Na contramão do progresso da humanidade, a Igreja também é contra o divórcio;
postula o casamento indissolúvel e o adultério consentido e velado, obrigando
homens e mulheres a cumprir pena nos cárceres de uma união artificial, carente
de relações de afeto e camaradagem.
Faz-se necessário desenvolver uma ampla campanha em defesa
da legalização do aborto livre e gratuito, denunciando a postura da Igreja e
setores reformistas de restringir o caráter de classe desse combate.
LUTAR PELA REVOLUÇÃO SOCIALISTA É LIBERTAR A MULHER
O aborto é um fenômeno ligado à maternidade, isto é, à
liberdade reprodutiva da mulher. Ter ou não filhos envolve questões de cunho
sócio-econômicos e culturais que respondem à necessidade de se abortar:
existência de condições dignas de sobrevivência (salário, moradia, saúde,
educação, lazer), segurança de relações afetivas, hipocrisia no padrão de
moralidade etc.
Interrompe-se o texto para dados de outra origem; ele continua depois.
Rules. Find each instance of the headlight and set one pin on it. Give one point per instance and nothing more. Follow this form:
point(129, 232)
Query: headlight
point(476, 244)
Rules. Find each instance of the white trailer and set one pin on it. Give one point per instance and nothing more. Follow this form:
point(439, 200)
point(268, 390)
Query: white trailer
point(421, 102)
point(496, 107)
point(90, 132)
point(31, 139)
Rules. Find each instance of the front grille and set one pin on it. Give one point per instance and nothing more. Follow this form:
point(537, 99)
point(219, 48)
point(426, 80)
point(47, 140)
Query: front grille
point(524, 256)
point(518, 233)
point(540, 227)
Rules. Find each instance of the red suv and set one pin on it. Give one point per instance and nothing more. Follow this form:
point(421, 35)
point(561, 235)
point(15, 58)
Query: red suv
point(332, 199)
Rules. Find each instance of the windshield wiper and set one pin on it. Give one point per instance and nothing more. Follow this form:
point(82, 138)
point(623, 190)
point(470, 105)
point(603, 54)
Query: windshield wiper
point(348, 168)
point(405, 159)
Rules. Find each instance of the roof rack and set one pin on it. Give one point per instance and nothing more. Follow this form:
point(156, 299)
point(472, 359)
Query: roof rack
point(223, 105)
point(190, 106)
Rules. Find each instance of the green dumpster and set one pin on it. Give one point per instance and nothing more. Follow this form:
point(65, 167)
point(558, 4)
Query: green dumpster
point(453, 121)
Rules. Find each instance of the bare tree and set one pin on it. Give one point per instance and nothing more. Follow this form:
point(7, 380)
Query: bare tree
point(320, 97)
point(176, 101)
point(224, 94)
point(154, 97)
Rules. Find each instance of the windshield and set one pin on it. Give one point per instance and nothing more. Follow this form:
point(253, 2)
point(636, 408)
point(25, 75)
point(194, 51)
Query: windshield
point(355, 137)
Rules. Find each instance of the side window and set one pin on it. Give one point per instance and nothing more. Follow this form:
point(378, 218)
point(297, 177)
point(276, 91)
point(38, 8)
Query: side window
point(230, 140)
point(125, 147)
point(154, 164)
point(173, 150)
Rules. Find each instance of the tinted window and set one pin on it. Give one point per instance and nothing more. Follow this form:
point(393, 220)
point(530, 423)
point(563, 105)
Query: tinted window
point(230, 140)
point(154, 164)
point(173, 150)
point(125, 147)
A mulher deve ter o direito de exercer sua opção de interromper
uma gravidez indesejada sem qualquer interferência estatal, cujo dever é
garantir-lhe plenas condições para este exercício, inclusive nos hospitais da
rede pública, gratuitamente. No entanto,
a tarefa democrática de emancipação da mulher em toda sua amplitude (creches
comunitárias, refeitórios e lavanderias coletivas, fim da dupla jornada etc.)
não será obra do Estado capitalista caduco ou das mulheres em geral, mesmo
porque as mulheres pertencem a distintas classes sociais, cujos interesses
históricos são antagônicos. Assim sendo, não podemos imaginar que as mulheres
que usufruem da exploração capitalista, estarão dispostas a abolí-la.
Não é o tipo de opressão social (sexual, racial, étnica) ou
quem a sofre que define o curso conseqüente de sua liquidação, mas sim os interesses
de classe que determinam o lado da barricada desta luta. A luta pela
legalização do aborto livre e gratuito, incondicional, não deve ser dirigida
por grupos femininos pequeno-burgueses ou religiosos progressistas como as
"Católicas pelo Direito de Decidir!" Os setores mais explorados, as
mulheres trabalhadoras devem ser a vanguarda desta luta, que será conseqüente
somente sob a sua direção. Devem intervir nos movimentos em favor do aborto,
sob a perspectiva de destruir o capitalismo como saída radical à opressão sobre
a mulher.
Não se trata, portanto, de fazer uma defesa burguesa dos
"direitos das mulheres", isto é, convencional, formal e acanhada, mas
sim de aliar a necessidade de libertação da mulher com os interesses práticos e
objetivos da revolução proletária para se poder realizar tarefas democráticas
tão elementares, mas que a burguesia é incapaz de conduzir. Desse modo, "o
socialismo deverá eliminar as causas que obrigam a mulher a abortar, e não
fazer com que a política intervenha brutalmente na vida íntima da mulher, para
lhe impor os prazeres da maternidade." (A Revolução Traída, L. Trotsky).